WASHINGTON: As the White House campaigns to topple Iraqi President Saddam Hussein, it is manoeuvring to dilute Iranian influence in a committee of Iraqi exiles that would help form a post-Saddam government.

Some in the fractious exile community accuse the United States of heavy-handed interference for seeking to enlarge the panel from 65 members, agreed to at a conference in London last month, to 100. The US government played a major role in selecting the six exile organizations that formed the committee.

There also were signs of splits over what role the committee should have in forming a provisional government. The exile groups are bent on quickly forming a government they would control, according to influential exiles and administration sources. But the State Department opposes such a rush, saying a provisional government should include Iraqis inside the country, according to a spokesman who insisted he not be quoted by name. “We believe that creating a government for the Iraqi people now is tantamount to disenfranchising the vast majority of Iraqis,” he said.

After Saddam is forced out, “significant individuals, groups of individuals or institutions ... are going to emerge that are going to represent a very, very important source of stability and legitimacy for a future government,” the spokesman said.
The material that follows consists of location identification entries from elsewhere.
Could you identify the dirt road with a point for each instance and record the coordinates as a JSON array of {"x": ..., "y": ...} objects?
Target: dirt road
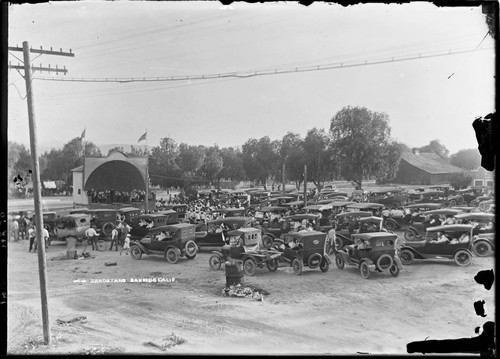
[{"x": 334, "y": 312}]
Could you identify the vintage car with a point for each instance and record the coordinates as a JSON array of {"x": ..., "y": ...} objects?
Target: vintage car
[
  {"x": 374, "y": 208},
  {"x": 213, "y": 234},
  {"x": 72, "y": 225},
  {"x": 245, "y": 246},
  {"x": 394, "y": 197},
  {"x": 305, "y": 249},
  {"x": 431, "y": 218},
  {"x": 172, "y": 241},
  {"x": 412, "y": 215},
  {"x": 445, "y": 241},
  {"x": 483, "y": 232},
  {"x": 371, "y": 251}
]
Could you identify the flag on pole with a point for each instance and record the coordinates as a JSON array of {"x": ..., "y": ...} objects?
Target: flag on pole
[{"x": 143, "y": 137}]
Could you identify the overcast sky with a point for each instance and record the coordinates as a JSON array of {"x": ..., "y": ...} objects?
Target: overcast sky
[{"x": 150, "y": 39}]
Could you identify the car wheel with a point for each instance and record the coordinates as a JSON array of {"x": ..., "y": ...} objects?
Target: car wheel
[
  {"x": 297, "y": 266},
  {"x": 267, "y": 241},
  {"x": 394, "y": 270},
  {"x": 324, "y": 266},
  {"x": 215, "y": 262},
  {"x": 272, "y": 265},
  {"x": 390, "y": 226},
  {"x": 407, "y": 257},
  {"x": 135, "y": 252},
  {"x": 101, "y": 245},
  {"x": 410, "y": 235},
  {"x": 364, "y": 270},
  {"x": 339, "y": 244},
  {"x": 191, "y": 250},
  {"x": 462, "y": 258},
  {"x": 482, "y": 249},
  {"x": 339, "y": 261},
  {"x": 172, "y": 256},
  {"x": 249, "y": 267}
]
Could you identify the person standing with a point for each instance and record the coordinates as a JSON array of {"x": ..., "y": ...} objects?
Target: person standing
[{"x": 91, "y": 234}]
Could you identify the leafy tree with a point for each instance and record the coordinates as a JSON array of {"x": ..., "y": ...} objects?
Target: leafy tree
[
  {"x": 291, "y": 152},
  {"x": 435, "y": 147},
  {"x": 460, "y": 180},
  {"x": 469, "y": 159},
  {"x": 319, "y": 157},
  {"x": 233, "y": 164},
  {"x": 360, "y": 140}
]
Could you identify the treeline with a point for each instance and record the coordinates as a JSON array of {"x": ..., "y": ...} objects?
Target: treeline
[{"x": 357, "y": 146}]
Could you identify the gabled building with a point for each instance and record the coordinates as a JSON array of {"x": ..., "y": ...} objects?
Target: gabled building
[{"x": 424, "y": 169}]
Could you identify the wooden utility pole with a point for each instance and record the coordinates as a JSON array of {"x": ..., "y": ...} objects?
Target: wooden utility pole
[
  {"x": 42, "y": 265},
  {"x": 305, "y": 185}
]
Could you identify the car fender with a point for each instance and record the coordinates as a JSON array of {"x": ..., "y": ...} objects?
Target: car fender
[
  {"x": 416, "y": 253},
  {"x": 463, "y": 249}
]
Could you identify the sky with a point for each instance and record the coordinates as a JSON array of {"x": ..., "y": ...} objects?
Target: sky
[{"x": 426, "y": 98}]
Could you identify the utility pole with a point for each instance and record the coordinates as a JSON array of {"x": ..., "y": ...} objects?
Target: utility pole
[
  {"x": 42, "y": 265},
  {"x": 305, "y": 185}
]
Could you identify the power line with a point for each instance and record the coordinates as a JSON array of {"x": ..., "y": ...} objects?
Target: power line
[{"x": 248, "y": 74}]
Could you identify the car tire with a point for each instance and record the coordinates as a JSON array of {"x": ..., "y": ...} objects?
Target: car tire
[
  {"x": 324, "y": 266},
  {"x": 107, "y": 228},
  {"x": 191, "y": 249},
  {"x": 482, "y": 249},
  {"x": 339, "y": 261},
  {"x": 364, "y": 270},
  {"x": 462, "y": 258},
  {"x": 407, "y": 257},
  {"x": 215, "y": 262},
  {"x": 249, "y": 267},
  {"x": 394, "y": 270},
  {"x": 410, "y": 235},
  {"x": 267, "y": 241},
  {"x": 101, "y": 245},
  {"x": 172, "y": 256},
  {"x": 297, "y": 266},
  {"x": 272, "y": 265},
  {"x": 135, "y": 252}
]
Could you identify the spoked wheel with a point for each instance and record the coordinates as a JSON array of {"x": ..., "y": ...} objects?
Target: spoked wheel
[
  {"x": 191, "y": 250},
  {"x": 249, "y": 267},
  {"x": 324, "y": 266},
  {"x": 462, "y": 258},
  {"x": 101, "y": 245},
  {"x": 339, "y": 261},
  {"x": 410, "y": 235},
  {"x": 394, "y": 270},
  {"x": 215, "y": 262},
  {"x": 364, "y": 270},
  {"x": 297, "y": 266},
  {"x": 407, "y": 257},
  {"x": 272, "y": 265},
  {"x": 482, "y": 249},
  {"x": 172, "y": 256},
  {"x": 135, "y": 252}
]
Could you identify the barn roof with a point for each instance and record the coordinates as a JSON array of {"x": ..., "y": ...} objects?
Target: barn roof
[{"x": 430, "y": 163}]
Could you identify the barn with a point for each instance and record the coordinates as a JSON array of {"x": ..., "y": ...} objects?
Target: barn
[{"x": 424, "y": 169}]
Zalmay Khalilzad, who is the White House’s point man for a post-Saddam government and is close to Vice President Dick Cheney, reportedly has different ideas. A source close to Khalilzad said the “policy-makers” of any provisional government “would be drawn from the leaders of the opposition,” while the “technocrats” would be chosen from current Iraqi officials, academicians or leaders with no lingering loyalty to Saddam Hussein.

With Muslims of the Shia sect forming about 60 per cent of Iraq’s people, the exile steering committee has numerous Shias, and they have ties to Shia-ruled Iran. They include 15 members of the Supreme Council for Islamic Revolution in Iraq, which is based in Tehran.
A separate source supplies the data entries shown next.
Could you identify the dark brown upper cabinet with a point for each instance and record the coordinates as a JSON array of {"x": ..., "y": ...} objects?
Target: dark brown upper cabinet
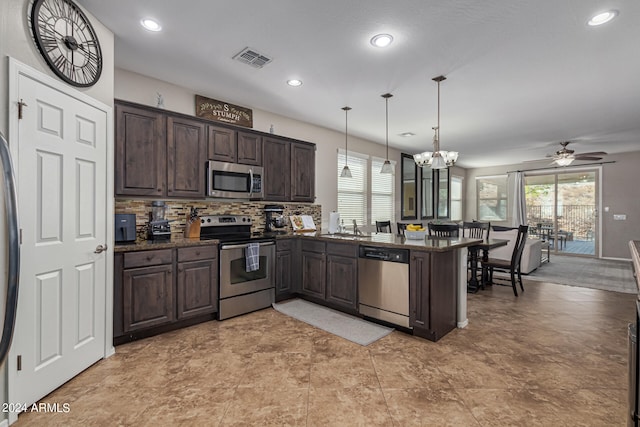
[
  {"x": 277, "y": 169},
  {"x": 221, "y": 144},
  {"x": 303, "y": 172},
  {"x": 140, "y": 152},
  {"x": 186, "y": 151},
  {"x": 249, "y": 149},
  {"x": 163, "y": 154},
  {"x": 227, "y": 145}
]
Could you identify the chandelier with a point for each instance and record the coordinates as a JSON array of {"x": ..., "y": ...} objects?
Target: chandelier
[
  {"x": 437, "y": 159},
  {"x": 346, "y": 172},
  {"x": 386, "y": 166}
]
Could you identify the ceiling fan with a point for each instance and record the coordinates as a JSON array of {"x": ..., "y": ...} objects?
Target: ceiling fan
[{"x": 565, "y": 156}]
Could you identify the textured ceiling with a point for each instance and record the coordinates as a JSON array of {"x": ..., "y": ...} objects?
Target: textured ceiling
[{"x": 521, "y": 75}]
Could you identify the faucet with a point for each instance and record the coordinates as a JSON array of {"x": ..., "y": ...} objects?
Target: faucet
[{"x": 356, "y": 230}]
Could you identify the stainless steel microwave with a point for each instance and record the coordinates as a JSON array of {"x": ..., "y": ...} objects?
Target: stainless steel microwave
[{"x": 234, "y": 181}]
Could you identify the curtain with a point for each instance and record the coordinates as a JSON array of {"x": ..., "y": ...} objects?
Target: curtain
[{"x": 515, "y": 183}]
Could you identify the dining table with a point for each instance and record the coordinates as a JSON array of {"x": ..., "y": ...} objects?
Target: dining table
[{"x": 473, "y": 285}]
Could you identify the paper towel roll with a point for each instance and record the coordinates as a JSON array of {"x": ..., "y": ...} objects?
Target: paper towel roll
[{"x": 334, "y": 222}]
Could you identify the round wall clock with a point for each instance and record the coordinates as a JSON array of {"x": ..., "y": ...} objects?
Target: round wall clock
[{"x": 67, "y": 41}]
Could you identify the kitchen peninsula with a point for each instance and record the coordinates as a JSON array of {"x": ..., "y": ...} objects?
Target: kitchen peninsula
[
  {"x": 322, "y": 268},
  {"x": 437, "y": 276}
]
Cheney and Khalilzad are seeking to dilute the Shias’ influence by enlarging the panel from 65 to 100, the source close to Khalilzad said. Iran is unhappy, seeing this “as an effort to diminish their influence,” he said. Ahmed Chalabi, the head of the largest dissident group, the Iraqi National Congress, or INC, and a leading Iraqi opposition intellectual, Kanan Makiya, a professor at Brandeis University, are in Iran to reassure officials that Iran’s interests will be preserved.

An aide to Chalabi confirmed last week he was in Tehran meeting with officials there, but said it was merely a transit stop on Chalabi’s route to northern Iraq, where the committee is planning to meet next month. A spokesman at Brandeis would not provide a phone number for Makiya, saying he could be reached only by e-mail.
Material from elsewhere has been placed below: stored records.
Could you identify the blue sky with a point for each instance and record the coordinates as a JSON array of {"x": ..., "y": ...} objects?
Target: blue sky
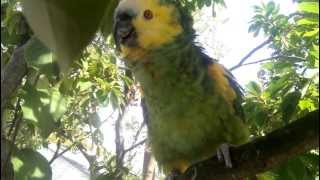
[{"x": 228, "y": 32}]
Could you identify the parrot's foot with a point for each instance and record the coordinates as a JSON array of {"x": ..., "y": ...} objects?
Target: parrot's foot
[
  {"x": 223, "y": 153},
  {"x": 173, "y": 175}
]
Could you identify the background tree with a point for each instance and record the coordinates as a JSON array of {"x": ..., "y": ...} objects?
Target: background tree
[{"x": 52, "y": 88}]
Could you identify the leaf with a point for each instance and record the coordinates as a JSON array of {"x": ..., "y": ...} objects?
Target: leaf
[
  {"x": 66, "y": 27},
  {"x": 30, "y": 165},
  {"x": 38, "y": 56},
  {"x": 43, "y": 107},
  {"x": 253, "y": 88},
  {"x": 311, "y": 7},
  {"x": 289, "y": 104},
  {"x": 277, "y": 85}
]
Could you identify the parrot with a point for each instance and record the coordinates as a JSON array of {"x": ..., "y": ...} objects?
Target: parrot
[{"x": 192, "y": 102}]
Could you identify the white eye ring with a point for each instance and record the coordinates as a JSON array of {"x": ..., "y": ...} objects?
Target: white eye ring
[{"x": 147, "y": 14}]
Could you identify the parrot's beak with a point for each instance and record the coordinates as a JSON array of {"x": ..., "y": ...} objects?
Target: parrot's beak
[{"x": 123, "y": 31}]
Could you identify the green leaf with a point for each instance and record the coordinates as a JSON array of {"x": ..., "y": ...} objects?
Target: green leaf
[
  {"x": 253, "y": 88},
  {"x": 277, "y": 85},
  {"x": 43, "y": 107},
  {"x": 289, "y": 105},
  {"x": 39, "y": 57},
  {"x": 311, "y": 7},
  {"x": 66, "y": 27},
  {"x": 30, "y": 165}
]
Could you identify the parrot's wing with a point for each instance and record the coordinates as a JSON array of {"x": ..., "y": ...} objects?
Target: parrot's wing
[{"x": 233, "y": 84}]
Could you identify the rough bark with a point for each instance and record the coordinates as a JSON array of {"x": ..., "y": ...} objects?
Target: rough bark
[
  {"x": 149, "y": 164},
  {"x": 263, "y": 153}
]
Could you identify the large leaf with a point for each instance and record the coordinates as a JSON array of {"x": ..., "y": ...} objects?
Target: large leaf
[
  {"x": 43, "y": 107},
  {"x": 64, "y": 26},
  {"x": 289, "y": 105},
  {"x": 30, "y": 165},
  {"x": 311, "y": 7},
  {"x": 39, "y": 57}
]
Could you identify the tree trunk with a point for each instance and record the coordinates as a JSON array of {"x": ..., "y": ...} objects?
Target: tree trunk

The State Department spokesman said he was unaware of any plan to alter the panel, whose role he said should be limited to serving as a link between the administration and the “formalized Iraqi opposition groups.” At the same time, he said, “It probably wouldn’t come as a surprise to you to know that there have been disagreements across several” US government agencies.

Members of the Iraqi exile community said the administration also wants to dilute influence of ethnic Kurds on the opposition committee. An INC source said that at a Jan. 10 meeting with Iraqis, a State Department representative complained that the panel “looks like a Kurdish-Shia conspiracy.”

Laith Kubba, who helped create the Iraqi National Congress in 1992 but has left the group, said the exiles intend on their own to enlarge the panel “to be more inclusive.” Still, “it is not up to the United States to decide the numbers,” he said. “It just doesn’t look right.”

One group the White House wants to include in the panel, the source close to Khalilzad said, was Dawa, a secretive organization of Shias in southern Iraq, who would get five seats. Other new members would be “liberals closer to the administration’s point of view,” he said.

Besides the Tehran-based Shias and the Iraqi National Congress, groups now on the committee are the Kurdish Democratic Party and its rival, the Patriotic Union of Kurdistan; the National Accord, composed of former military and intelligence officers; and the Constitutional Monarchy Movement, which wants to restore the Hashemite monarchy buttressed by the British from 1921 until 1958.

Kubba, who many in the administration wanted to see appointed to the panel but was not chosen, is not sanguine that the last- minute manoeuvring can prevent a post-Saddam collapse of Iraq.

“What kept the US away (from ousting Saddam) for all this time was the concern that the country (Iraq) might be dismembered,” he said. “Now it has become more problematic than ever. Now the concern is real.”—Dawn/The Los Angeles Times-Washington Post News Service (c) Newsday.